【帰ってきたアイドル親衛隊】出待ちでかけた声は女性ファンの声で簡単にかき消されるほどだった川崎麻世

【帰ってきたアイドル親衛隊】出待ちでかけた声は女性ファンの声で簡単にかき消されるほどだった川崎麻世

(提供:リアルライブ)

 ジャニーズ事務所にスカウトされデビューを果たした川崎麻世。長身で甘いマスクということで、デビュー前から注目が集まった。1976年にシングル『ラブ・ショック』で歌手としてデビューをするのだが、売り上げ的にはかなり厳しい結果が出てしまった。デビュー曲があまり売れないアイドルは、これまでも多くいたが、その後に出したシングル曲も、まったく売れる気配が無かった。しかしドラマなどの出演は多くあり、歌手というより俳優としての知名度が上がっていった。

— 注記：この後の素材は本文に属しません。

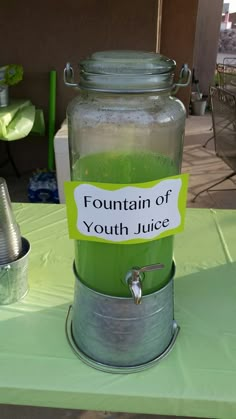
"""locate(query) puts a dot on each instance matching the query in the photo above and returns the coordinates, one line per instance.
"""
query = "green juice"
(103, 266)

 当時のジャニーズ事務所としては珍しいタイプのアイドルだったが、川崎にとってターニングポイントになったCMの出演が決まった。『日清焼きそばU.F.O.』である。これまで絶大な人気を誇っていたピンクレディーがCMに出演していたことで、その後釜に川崎の出演が決まったことは、当時を考えるとすごいことである。しかもそのCMソングとして、川崎のシングル曲『さすらいの英雄』が起用された。さらにこの曲のサビの部分で「MAYO MAYO〜」という歌詞があるのだが、そこを商品の「UFO UFO〜」と変えて歌う荒業に出て行った。視聴者にもかなり耳に残る楽曲だった。しかし、この曲もメジャーな曲にも関わらず、売り上げは思わしくなかった。

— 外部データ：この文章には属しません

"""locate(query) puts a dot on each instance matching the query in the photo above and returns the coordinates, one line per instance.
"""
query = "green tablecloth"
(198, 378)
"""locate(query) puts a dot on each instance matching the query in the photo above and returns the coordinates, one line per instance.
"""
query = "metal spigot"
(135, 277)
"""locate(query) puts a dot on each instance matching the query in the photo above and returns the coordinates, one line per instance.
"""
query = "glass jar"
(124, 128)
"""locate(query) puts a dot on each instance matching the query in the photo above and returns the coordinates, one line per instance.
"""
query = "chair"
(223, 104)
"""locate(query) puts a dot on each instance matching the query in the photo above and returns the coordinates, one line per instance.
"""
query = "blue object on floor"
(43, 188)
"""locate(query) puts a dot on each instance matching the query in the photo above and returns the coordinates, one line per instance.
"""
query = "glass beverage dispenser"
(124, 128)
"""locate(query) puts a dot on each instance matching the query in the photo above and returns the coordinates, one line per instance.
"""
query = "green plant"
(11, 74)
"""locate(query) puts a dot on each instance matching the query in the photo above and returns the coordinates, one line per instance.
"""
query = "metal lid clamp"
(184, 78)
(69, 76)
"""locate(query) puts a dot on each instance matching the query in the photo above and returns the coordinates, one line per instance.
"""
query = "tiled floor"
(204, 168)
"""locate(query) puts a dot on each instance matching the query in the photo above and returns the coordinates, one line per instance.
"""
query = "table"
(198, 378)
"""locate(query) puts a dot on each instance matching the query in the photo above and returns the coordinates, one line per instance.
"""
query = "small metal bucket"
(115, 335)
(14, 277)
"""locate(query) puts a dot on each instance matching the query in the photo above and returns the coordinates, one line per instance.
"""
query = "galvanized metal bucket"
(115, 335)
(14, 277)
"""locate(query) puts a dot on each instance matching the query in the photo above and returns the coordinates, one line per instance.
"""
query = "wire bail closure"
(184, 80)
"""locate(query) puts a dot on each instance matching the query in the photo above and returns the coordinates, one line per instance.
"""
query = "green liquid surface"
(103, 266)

 かといって川崎の人気が低かった訳では無い。当時の人気歌番組『レッツゴーヤング』(NHK)にサンデーズとして約5年間もレギュラー出演していて、デビューしたてのたのきんトリオ(田原俊彦・野村義男・近藤真彦)の兄貴的存在になり、確固たる地位を築き上げていた。

 その『レッツゴーヤング』だが、私もかなりの頻度で公開収録を観に行っていた。もちろん川崎のことも何度も観ているが、目の前で見たり話したりすることはなかった。ようやく川崎と接触できたのは、82年の夏頃だった。日曜ビッグスペシャル(テレビ東京系)で放送されたものまね番組の公開収録だが、東京の荒川区にあるサンパール荒川という会場で行われた。この会場は、家から自転車で20分程度で行ける場所だったので、追っかけアイテムとしてフル稼働している自転車で出向くことにした。川崎はこの番組では司会を担当していたので、常にステージに出ていることもあり、客席からの写真は取り放題だった。4時間近い長丁場の収録だったが、楽しいひと時を過ごさせてもらった。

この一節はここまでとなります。